This research paper presents a general technique for implementing a highly available service in a distributed computer system. The technique works even when processors fail by stopping, the network partitions, or messages are lost, duplicated, or delivered out of order. Originally developed to detect orphans in the Argus system, the technique may be applied to any service in which updates enjoy idempotence and commutativity and in which queries can use old information. At the cost of additional delay, however, clients can use timestamps to order their updates or to obtain the most recent information.
In essence, the service comprises a small number of replicas in the network, and a client communicates with just one replica. Every replica maintains a state and a timestamp of the state. To obtain the most recent state, the replicas communicate with each other via gossip messages either in background or when necessary to process a query. The service uses multipart timestamps, with one part for each replica. Upon receiving a query, a replica compares its timestamp to the timestamp in the query to determine whether it has the needed information.

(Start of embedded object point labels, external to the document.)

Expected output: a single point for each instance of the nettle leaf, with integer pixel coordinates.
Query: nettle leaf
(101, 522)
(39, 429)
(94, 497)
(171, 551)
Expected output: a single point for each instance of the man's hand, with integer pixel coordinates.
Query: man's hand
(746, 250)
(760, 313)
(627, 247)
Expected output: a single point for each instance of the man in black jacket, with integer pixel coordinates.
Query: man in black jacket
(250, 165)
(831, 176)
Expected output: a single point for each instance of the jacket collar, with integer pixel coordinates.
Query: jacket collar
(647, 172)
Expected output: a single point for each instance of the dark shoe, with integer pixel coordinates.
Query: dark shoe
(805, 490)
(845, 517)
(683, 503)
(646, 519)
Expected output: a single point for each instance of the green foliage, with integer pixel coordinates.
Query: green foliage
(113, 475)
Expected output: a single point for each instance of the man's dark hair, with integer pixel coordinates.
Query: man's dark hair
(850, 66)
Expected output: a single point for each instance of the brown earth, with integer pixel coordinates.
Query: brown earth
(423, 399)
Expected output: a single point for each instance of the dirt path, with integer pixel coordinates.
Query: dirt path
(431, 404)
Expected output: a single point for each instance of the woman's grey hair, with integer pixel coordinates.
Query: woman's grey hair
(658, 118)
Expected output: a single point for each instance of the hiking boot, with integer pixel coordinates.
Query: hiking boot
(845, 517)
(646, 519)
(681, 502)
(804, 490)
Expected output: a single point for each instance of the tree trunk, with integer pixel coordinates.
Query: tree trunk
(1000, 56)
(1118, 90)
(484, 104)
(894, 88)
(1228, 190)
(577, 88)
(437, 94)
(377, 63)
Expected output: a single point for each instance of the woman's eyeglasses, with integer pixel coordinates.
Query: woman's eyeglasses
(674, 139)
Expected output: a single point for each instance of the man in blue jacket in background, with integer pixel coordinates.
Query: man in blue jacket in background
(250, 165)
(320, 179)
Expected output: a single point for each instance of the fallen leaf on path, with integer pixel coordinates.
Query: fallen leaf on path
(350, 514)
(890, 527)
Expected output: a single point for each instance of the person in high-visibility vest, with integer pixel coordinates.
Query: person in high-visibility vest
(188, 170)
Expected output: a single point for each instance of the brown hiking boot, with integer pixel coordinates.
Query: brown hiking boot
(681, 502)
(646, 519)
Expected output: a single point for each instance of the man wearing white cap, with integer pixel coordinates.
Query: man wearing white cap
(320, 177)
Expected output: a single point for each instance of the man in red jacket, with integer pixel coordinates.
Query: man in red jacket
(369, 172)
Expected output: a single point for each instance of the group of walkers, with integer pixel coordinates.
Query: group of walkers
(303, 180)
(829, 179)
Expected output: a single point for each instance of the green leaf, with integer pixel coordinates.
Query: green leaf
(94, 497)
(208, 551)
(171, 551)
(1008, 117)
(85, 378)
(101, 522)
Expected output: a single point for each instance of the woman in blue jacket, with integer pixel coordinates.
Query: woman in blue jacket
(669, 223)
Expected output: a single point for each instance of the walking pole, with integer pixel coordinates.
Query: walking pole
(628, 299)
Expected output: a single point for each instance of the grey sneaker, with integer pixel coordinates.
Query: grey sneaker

The exposition is superb. In particular, the authors present their algorithm through a sequence of increasingly more efficient versions, with a clear motivation for each new idea. The authors state their assumptions explicitly, include small examples, and provide forward references to later parts of the paper when appropriate. A lucid, rigorous proof of correctness appears in the appendix.
Compared with voting, the new technique appears to be more efficient when crashes and partitions are rare, as operations require locking at only one replica. Voting handles more general services with operations that do not enjoy idempotence and commutativity, however. A definitive assessment of the performance of the new technique would require either extensive simulations or implementation on an actual distributed system.